Best way to communicate resource lock between processes - python

I have two python programs that are supposed to run in parallel and do the same thing:
Read and unzip data from disk (takes about 1 min)
Process data (takes about 2-3 min)
Send data to database (takes about 3-5 min)
As you can see, it would be nice to have the execution of both instances synchronized in a way that one does the processor-heavy steps 1 and 2 (the implementation is multithreaded, so the CPU can actually be maxed out) while the other does the I/O-heavy step 3 and vice versa.
My first idea was to use a lockfile, which is acquired by each process upon entering phase 3 and released after completing it. So the other process will wait until the lock is released and then set it when it enters phase 3. However, this seems like a very cumbersome way to do it. Also, the system is supposed to run unsupervised for days and weeks with the ability to recover from errors, scheduled reboots or power failures. Especially in the last case, the lockfile could simply lock up everything.
Is there a more elegant way to communicate the lockout between the two processes? Or should I rather use the lockfile and try to implement some smart cleanup functionality to keep a deadlock from happening?

It seems that every solution has some drawbacks - either some mechanism or module is not available on all platforms (i.e. Linux only or Windows only), or you may run into error recovery issues with a file-system based approach (as you have already pointed out in your question).
Here is a list of some possible options:
Use Python's multiprocessing module
This allows you to create a lock like this:
lock = multiprocessing.Lock()
and to acquire and release it like this:
lock.acquire()
# do something
lock.release()
Here is a complete example.
Pro: Straightforward to use; cross-platform; no issues with error recovery.
Con: Since you currently have two separate programs, you will have to rearrange your code to start two processes from the same python module.
Use fnctl (Linux)
For Linux/Unix systems, there is fcntl (with fcntl.flock()) available as a python module. This is based on lockfiles.
See also this discussion with some recommendations that I am repeating here:
Write the process ID of the locked process to the file for being able to recognize and fix possible deadlocks.
Put your lock files in a temporary location or a RAM file system.
Con: Not cross-platform, available on Linux/Unix systems only.
Use posix_ipc (Linux)
For Linux/Unix systems, there is python_ipc (with a Semaphore class) available as a python module.
Pro: Not file-system based, no issues with error recovery.
Con: Not cross-platform, available on Linux/Unix systems only.
Use msvcrt (Windows)
For Windows systems, there is msvcrt (with msvcrt.locking()) available as a python module.
See also this discussion.
Con: Not cross-platform, available on Windows systems only.
Use a third-party library
You might want to check out the following python libraries:
ilock
portalocker
filelock

If you are running with some synchronization problems, in my opinion there is no better way than using semaphores. The way you handle the clean up and the lock parts depends a lot of your problem. There are a lot of resources for this kind of issues. Python has already implemented some primitives
You can check this post for an example.
Also check Zookeeper, I never use it on python but its widely used in others languages.

Related

Python portable interprocess Semaphore/Event

I'm creating a website using Flask. My WSGI server, Gunicorn, spawns multiple processes.
I have some cross-process objects (notably files) that I want to constrain access to within these processes, and raise events when they are modified.
The choice is normally to use system-wide mutexes/semaphores and events.
However, I can't find a portable (Windows/Mac/Linux) solution for these on Python.
The multiprocessing module (see this question), as far as I can tell, only works for processes spawned by the multiprocessing module itself, which these are not.
There are POSIX semaphores also, but these only work on Linux.
Does anyone know of a more general solution?
I have been researching this for a while, and the closest I could find is the python file-locking library fasteners:
It works quite well in all platforms.

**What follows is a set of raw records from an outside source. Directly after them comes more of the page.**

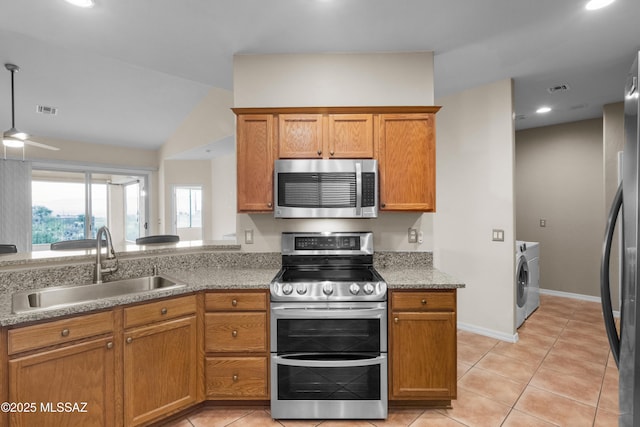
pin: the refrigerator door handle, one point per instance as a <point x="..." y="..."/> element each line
<point x="605" y="288"/>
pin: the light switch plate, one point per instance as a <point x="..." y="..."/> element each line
<point x="498" y="235"/>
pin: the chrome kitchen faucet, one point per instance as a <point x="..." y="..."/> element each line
<point x="111" y="254"/>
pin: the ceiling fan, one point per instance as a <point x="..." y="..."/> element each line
<point x="13" y="137"/>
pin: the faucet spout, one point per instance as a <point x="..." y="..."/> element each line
<point x="111" y="254"/>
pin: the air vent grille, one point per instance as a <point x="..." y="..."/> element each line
<point x="43" y="109"/>
<point x="558" y="88"/>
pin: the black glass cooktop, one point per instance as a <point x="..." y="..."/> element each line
<point x="329" y="274"/>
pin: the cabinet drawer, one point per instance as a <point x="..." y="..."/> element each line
<point x="236" y="378"/>
<point x="236" y="332"/>
<point x="159" y="311"/>
<point x="236" y="301"/>
<point x="423" y="300"/>
<point x="59" y="331"/>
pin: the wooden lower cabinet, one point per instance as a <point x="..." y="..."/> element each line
<point x="237" y="346"/>
<point x="422" y="346"/>
<point x="160" y="368"/>
<point x="68" y="386"/>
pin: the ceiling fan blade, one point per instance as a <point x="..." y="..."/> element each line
<point x="41" y="145"/>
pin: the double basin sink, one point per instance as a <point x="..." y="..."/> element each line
<point x="57" y="297"/>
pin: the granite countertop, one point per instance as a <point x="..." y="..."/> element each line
<point x="222" y="278"/>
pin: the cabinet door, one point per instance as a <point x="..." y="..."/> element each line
<point x="80" y="377"/>
<point x="406" y="160"/>
<point x="160" y="369"/>
<point x="300" y="136"/>
<point x="350" y="136"/>
<point x="255" y="152"/>
<point x="423" y="356"/>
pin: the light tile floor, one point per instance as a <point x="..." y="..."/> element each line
<point x="560" y="373"/>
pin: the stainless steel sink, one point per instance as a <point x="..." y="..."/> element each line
<point x="63" y="296"/>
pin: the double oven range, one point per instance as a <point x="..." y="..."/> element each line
<point x="328" y="329"/>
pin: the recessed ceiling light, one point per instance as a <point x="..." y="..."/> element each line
<point x="598" y="4"/>
<point x="81" y="3"/>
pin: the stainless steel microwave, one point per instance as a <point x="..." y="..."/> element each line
<point x="316" y="188"/>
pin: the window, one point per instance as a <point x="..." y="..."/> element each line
<point x="71" y="205"/>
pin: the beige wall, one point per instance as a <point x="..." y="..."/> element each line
<point x="210" y="121"/>
<point x="475" y="160"/>
<point x="335" y="80"/>
<point x="187" y="172"/>
<point x="559" y="178"/>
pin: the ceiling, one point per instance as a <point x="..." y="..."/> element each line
<point x="128" y="72"/>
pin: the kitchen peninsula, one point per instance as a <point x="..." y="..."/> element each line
<point x="102" y="350"/>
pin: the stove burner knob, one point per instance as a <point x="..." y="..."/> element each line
<point x="327" y="288"/>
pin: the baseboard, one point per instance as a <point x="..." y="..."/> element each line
<point x="488" y="332"/>
<point x="575" y="296"/>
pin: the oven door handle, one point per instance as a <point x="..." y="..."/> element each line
<point x="288" y="361"/>
<point x="303" y="313"/>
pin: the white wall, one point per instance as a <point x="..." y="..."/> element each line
<point x="335" y="80"/>
<point x="475" y="194"/>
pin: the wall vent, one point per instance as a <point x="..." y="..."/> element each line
<point x="558" y="88"/>
<point x="43" y="109"/>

The problem it only implements system mutex, but not semaphore like counting. I have implementing my own counting in a locked file with an integer counter and active waiting, but this is still fragile and will leave the system in bad state if one of the process crashes and doesn't update the count properly.

paralellizing svn up causing client freeze

I'm writing a program to run svn up in parallel and it is causing the machine to freeze. The server is not experiencing any load issues when this happens.
The commands are run using ThreadPool.map() onto subprocess.Popen():
def cmd2args(cmd):
if isinstance(cmd, basestring):
return cmd if sys.platform == 'win32' else shlex.split(cmd)
return cmd
def logrun(cmd):
popen = subprocess.Popen(cmd2args(cmd),
stdout=subprocess.PIPE,
stderr=subprocess.STDOUT,
cwd=curdir,
shell=sys.platform == 'win32')
for line in iter(popen.stdout.readline, ""):
sys.stdout.write(line)
sys.stdout.flush()
...
pool = multiprocessing.pool.ThreadPool(argv.jobcount)
pool.map(logrun, _commands)
argv.jobcount is the lesser of multiprocessing.cpu_count() and the number of jobs to run (in this case it is 4). _commands is a list of strings with the commands listed below. shell is set to True on Windows so the shell can find the executables since Windows doesn't have a which command and finding an executable is a bit more complex on Windows (the commands used to be of the form cd directory&&svn up .. which also requires shell=True but that is now done with the cwd parameter instead).
the commands that are being run are
svn up w:/srv/lib/dktabular
svn up w:/srv/lib/dkmath
svn up w:/srv/lib/dkforms
svn up w:/srv/lib/dkorm
where each folder is a separate project/repository, but existing on the same Subversion server. The svn executable is the one packaged with TortoiseSVN 1.8.8 (build 25755 - 64 Bit). The code is up-to-date (i.e. svn up is a no-op).
When the client freezes, the memory bar in Task Manager first goes blank:
and sometimes everything goes dark
If I wait for a while (several minutes) the machine eventually comes back.
Q1: Is it copacetic to invoke svn in parallel?
Q2: Are there any issues with how I'm using ThreadPool.map() and subprocess.Popen()?
Q3: Are there any tools/strategies for debugging these kinds of issues?
I will do the best that I can to answer all three questions thoroughly, and I welcome corrections to my statements.
Q1: Is it copacetic to invoke svn in parallel?
Copacetic, that is up for determination, but I would say that it's neither recommended nor unrecommended. With that statement, source control tools have specific functionality that requires process and block-level (best guess) locking. The checksumming, file transfers, and file reads/writes require locking in order to process correctly or you risk both duplicating effort and file contention, which will lead to process failures.
Q2: Are there any issues with how I'm using ThreadPool.map() and subprocess.Popen()?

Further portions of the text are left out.